Further clinico‐genetic analyses revealed that CAPN3 was associated with significantly earlier disease onset (p = 0.038; Figure 2a) and that these patients were more likely to lose independent ambulation when compared to other aetiologies in the cohort (p < 0.001; Figure 2b). CK activity levels, by contrast, were significantly higher in ANO5 and DYSF (p < 0.001 and p = 0.003, respectively; Figure 2d). Time to molecular diagnosis, disease duration and walking ability were not significantly associated with any of the molecular diagnoses (Figure 2d–f). Moreover, none of the other clinical parameters (listed in Figure 1d) was significantly associated with any of the five common molecular diagnoses.
Parameters associated with the detection of causative variants
Univariate comparison revealed that age at disease onset (p = 0.010), the degree of lower limb weakness (MRC ≤3; p = 0.038) and myopathic EMG changes (p = 0.011) were associated with a molecular diagnosis. After adjusting for sex and disease duration in a multivariate model, however, younger age at onset (odds ratio [OR] 0.96, 95% confidence interval [CI] 0.93–0.99), >10 times elevated CK activity levels (OR 5.3, 95% CI 1.2–10.5) and myopathic EMG changes (OR 3.3, 95% CI 1.4–17.4) were significantly associated with the detection of causative variants in pooled genetic analyses. By contrast, an isolated upper limb manifestation at disease onset predicted the lack of a molecular diagnosis (OR 0.25, 95% CI 0.08–0.94; Table 3).
TABLE 3.
OR (95% CI) | p value | Change in R 2 (overall R 2) | |
---|---|---|---|
Age at onset (per year) | 0.96 (0.93–0.99) | 0.043* | 0.095 (0.115) |
Region of onset | |||
Lower limbs only | Reference category | 0.174 (0.289) | |
Upper limbs only | 0.25 (0.08–0.94) | 0.039* | |
Other | 1.8 (0.34–9.9) | 0.489 | |
Symmetric onset | 1.0 (0.26–4.0) | 0.979 | 0.001 (0.290) |
Degree of lower limb weakness (KG ≤3) | 1.3 (0.37–4.5) | 0.694 | 0.003 (0.293) |
Cardiomyopathy | 3.4 (0.57–20.1) | 0.184 | 0.021 (0.314) |
Mobility | |||
Independent | Reference category | 0.001 (0.315) | |
Walking with aid | 1.1 (0.25–4.5) | 0.949 | |
Immobile | 1.1 (0.28–4.2) | 0.912 | |
Creatine kinase | |||
Normal | Reference category | 0.092 (0.407) | |
Elevated <10x ULN | 2.5 (1.1–8.3) | 0.050 | |
Elevated >10x ULN | 5.3 (1.2–10.5) | 0.024* | |
Myopathic EMG changes | 3.3 (1.4–17.4) | 0.007* | 0.112 (0.519) |
Abbreviations: CI, confidence interval; MRC, Medical Research Council; OR, odds ratio; R 2, regression coefficient; ULN, upper limit of normal.

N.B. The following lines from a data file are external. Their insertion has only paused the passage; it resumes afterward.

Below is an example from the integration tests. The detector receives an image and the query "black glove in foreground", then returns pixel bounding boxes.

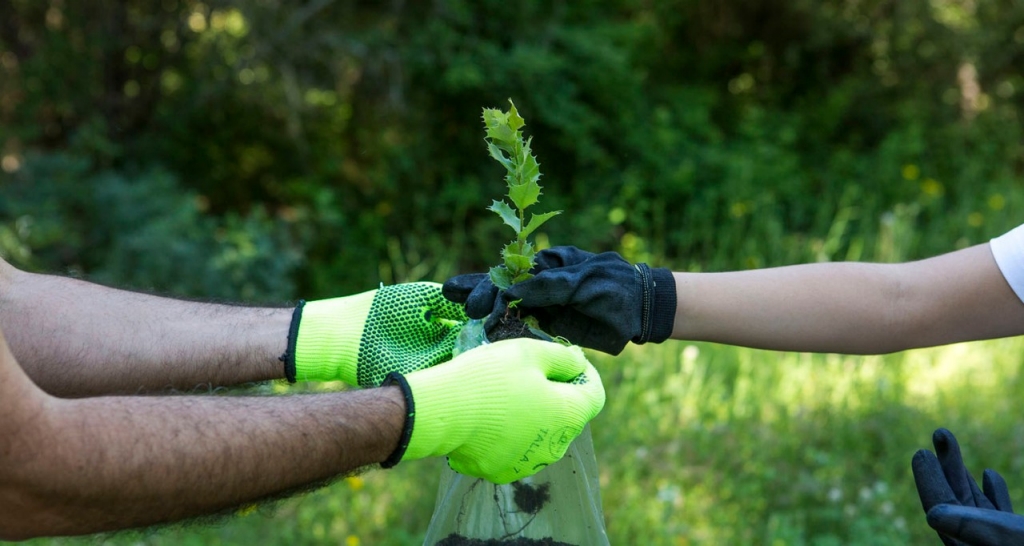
[442,247,676,354]
[911,428,1024,546]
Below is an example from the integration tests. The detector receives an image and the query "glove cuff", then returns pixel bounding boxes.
[381,372,416,468]
[649,267,679,343]
[278,299,306,383]
[293,290,377,385]
[402,366,477,461]
[632,263,676,345]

Statistically significant.
DISCUSSION
Neuromuscular disorders with LGW represent a challenging entity for molecular diagnosis due to a significant phenotypic overlap and genetic heterogeneity. The implementation of exome sequencing and other NGS techniques in clinical routine has helped to improve the diagnostic outcome, but these applications are still associated with highly variable hit rates, ranging from 27% to 76% [6, 11, 12, 13, 14, 15, 16]. Differences in the extent of genetic prescreening and the application of gene panels and exome sequencing covering different numbers of genes have been proposed to contribute to divergent detection rates of causative variants [6, 8, 14]. The association of founder mutations with specific ethnicities [17] and higher rates of consanguinity in some study populations are additional factors potentially resulting in higher rates of molecular diagnoses [15, 18]. In accordance with these data, the vast majority of solved cases (77.3%) in our study could also be diagnosed by NGS‐based approaches. However, the time from symptom onset to molecular diagnosis was found to be markedly longer in cases diagnosed by NGS when compared to targeted genetic testing. As NGS has become cost‐effective and widely available for an increasing number of Austrian centres in the past few years, most patients in our cohort were initially tested by single‐gene analyses before referral to exome sequencing, which might explain the difference in diagnostic latencies.
We further sought to determine parameters that were predictive for the identification of molecular diagnoses, and found younger age at onset, more than 10‐fold elevated CK activity levels and myopathic EMG changes to be associated with a higher detection rate of causative variants, whereas isolated upper limb weakness at onset was inversely associated with a molecular diagnosis. The definition of such predictive parameters could be helpful to select patients for genetic analyses in centres with limited access to sequencing.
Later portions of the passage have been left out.